Otobüsteyim. Hiç olmayacak bir anda, sağ yanımda, “Avukat … Bağcı” tabelâsını görüyorum. Tüm cesaretimi toplayarak, kalan son umudumla arıyorum ve karşımdaki ses, zaten birkaç gün içerisinde ilân vermek üzere olduğunu ve benimle görüşmeyi kabul ettiğini bildiriyor.

Birkaç gün sonra elimde avukat çantası, o zamana kadar hiç kullanmadığım yeşil minibüsle heybetli binaya gidiyorum… Demek “hukuk” burada... İnsanların kalplerindeki yangınlar burada söndürülüyor yahut kor ateşler insanları bu kapılar ardında yakıyor.

İlk bir hafta aval aval gezdiğim, her seferinde kaybolduğum koridorlara alışmaya başlıyorum. Deneyimsizliğimden, icra dairelerine mahpusum. Pembe dosyalar arasında kayboluyorum her gün. Dosyaların mevcûdiyeti odayı sarıyor, kaplıyor. Kimisi mahzene sürülüyor, pembelikler günden güne çoğalıyor, ayak izleri daireyi turluyor; delgeçler, çoğalan ellerde gidip geliyor.

Azlık, çoklukla boğuşuyor âdeta. Konuşulan kelime, yüzdeki gülümseme, kalpteki merhamet azalıyor burada.

Kendi benliğinden ırak, duygularının üzerine toprak atarak yürüyen yaşayan ölüler doldurmuş bu mezarlıkvari yapıyı. Boş kalan memurun yakasına yapışılır, borçlunun babası mezarında rahat bırakılmaz, tüm varlığı hacze tutsaktır. Anlaşmanın, anlaşılmanın, tokalaşıp ayrılmanın değil, ayrışmanın merkezidir bu oda şimdi.

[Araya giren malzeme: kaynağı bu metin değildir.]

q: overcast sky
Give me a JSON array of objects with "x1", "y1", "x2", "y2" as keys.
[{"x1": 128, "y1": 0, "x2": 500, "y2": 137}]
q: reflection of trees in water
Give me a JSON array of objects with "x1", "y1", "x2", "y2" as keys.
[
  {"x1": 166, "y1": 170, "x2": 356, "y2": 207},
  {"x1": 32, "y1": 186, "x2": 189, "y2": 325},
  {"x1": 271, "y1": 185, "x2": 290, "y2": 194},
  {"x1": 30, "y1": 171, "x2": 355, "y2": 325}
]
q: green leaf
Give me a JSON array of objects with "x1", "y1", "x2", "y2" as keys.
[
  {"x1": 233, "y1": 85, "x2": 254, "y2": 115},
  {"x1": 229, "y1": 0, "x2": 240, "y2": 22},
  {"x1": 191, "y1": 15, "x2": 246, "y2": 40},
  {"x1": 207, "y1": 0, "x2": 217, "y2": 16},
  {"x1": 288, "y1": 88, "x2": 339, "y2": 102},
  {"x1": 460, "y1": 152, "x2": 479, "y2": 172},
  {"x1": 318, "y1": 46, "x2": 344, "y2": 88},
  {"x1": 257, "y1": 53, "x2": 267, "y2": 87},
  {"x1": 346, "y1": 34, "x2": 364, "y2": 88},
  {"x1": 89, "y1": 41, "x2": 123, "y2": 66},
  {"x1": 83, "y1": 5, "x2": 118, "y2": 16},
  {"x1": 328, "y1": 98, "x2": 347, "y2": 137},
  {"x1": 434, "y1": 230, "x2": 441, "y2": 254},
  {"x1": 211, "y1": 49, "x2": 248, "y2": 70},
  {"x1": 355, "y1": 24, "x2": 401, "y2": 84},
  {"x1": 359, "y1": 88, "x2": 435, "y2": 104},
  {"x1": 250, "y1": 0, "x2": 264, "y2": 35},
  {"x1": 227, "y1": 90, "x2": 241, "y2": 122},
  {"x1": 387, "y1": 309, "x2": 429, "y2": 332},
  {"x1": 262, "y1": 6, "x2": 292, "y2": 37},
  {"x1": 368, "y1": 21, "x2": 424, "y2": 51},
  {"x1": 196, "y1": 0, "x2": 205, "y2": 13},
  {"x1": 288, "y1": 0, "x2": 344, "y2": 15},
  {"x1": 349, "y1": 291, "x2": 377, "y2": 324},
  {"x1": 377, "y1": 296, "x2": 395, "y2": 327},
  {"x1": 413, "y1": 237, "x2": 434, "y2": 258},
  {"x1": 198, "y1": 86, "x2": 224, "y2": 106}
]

Memur bir an önce işini hâlletmeye bakar, eli alışmıştır, ekranda önünde beliren ne varsa basar haczi. Vekil, “hak arama” yaftasına yorgan misâli bürünmüş, kafasını yattığı uykudan bir an olsun kaldıramaz hâldedir. Sistem budur! Taraflar tek bir kez olsun yan yana gelmiş değillerdir. Kimsenin nasihat edeni yoktur. Ne de olsa vekiller işi çözecektir ve hukuk, küçük balığın büyük balığa yem olmaya devam ettiği alan hâlinde kalacaktır.

Üst katta mahkeme salonları vardır. Önünde sabırsız ve en çok da tedirginlikle bekleyenler… Dâvâlı ve dâvâcı… Haklı yahut haksız… Ağlayanlar vardır. Gerçek gözyaşları gözlerinden şırıldayan insanlar… Yok, bu bina buna alışık değildir. Mahkeme salonu, tiyatro sahnesinden “gerçekliğiyle” sıyrılır. Mâkâm zırhlısı, kürsüden zemine üflenir hâkim tarafından. Kızgın ateşli cehennem yahut içlerinden ırmaklar akan cennet, onun tek kelimesine bakıyormuşçasına beklenir mahşerimsi odada.

“İnsan” denen varlık için “çift taraflı” denir. Çamur yani hukuk kisvesi altında, durdukça taşlaşan yapıdan uzak kalınmalıdır sanırım. İnsan, insan olabildiği kadar vardır ve o kadar yaşamak ve yaşatmak istidâdındadır.

“İnsan denen varlık, çift taraflı” denir. Akıl ve kalp, Yaratıcısından onun varlığına armağandır. Hukuk yalnızca akla değil, vicdan ve kalbe de emanettir. Hukuk, hukukî olabildiği kadar vardır ve o kadar çözmek ve çözümlemek istidâdındadır.

Şimdi herkes kendi camına uzanıyor. Şöyle bir bakıyor, çığlıklar içeri doluyor. Pencerenin önü gül, pencerenin önü diken… Elimde bastonum, bağır bağır bağırıyorum. Ey adalet, neredesin?!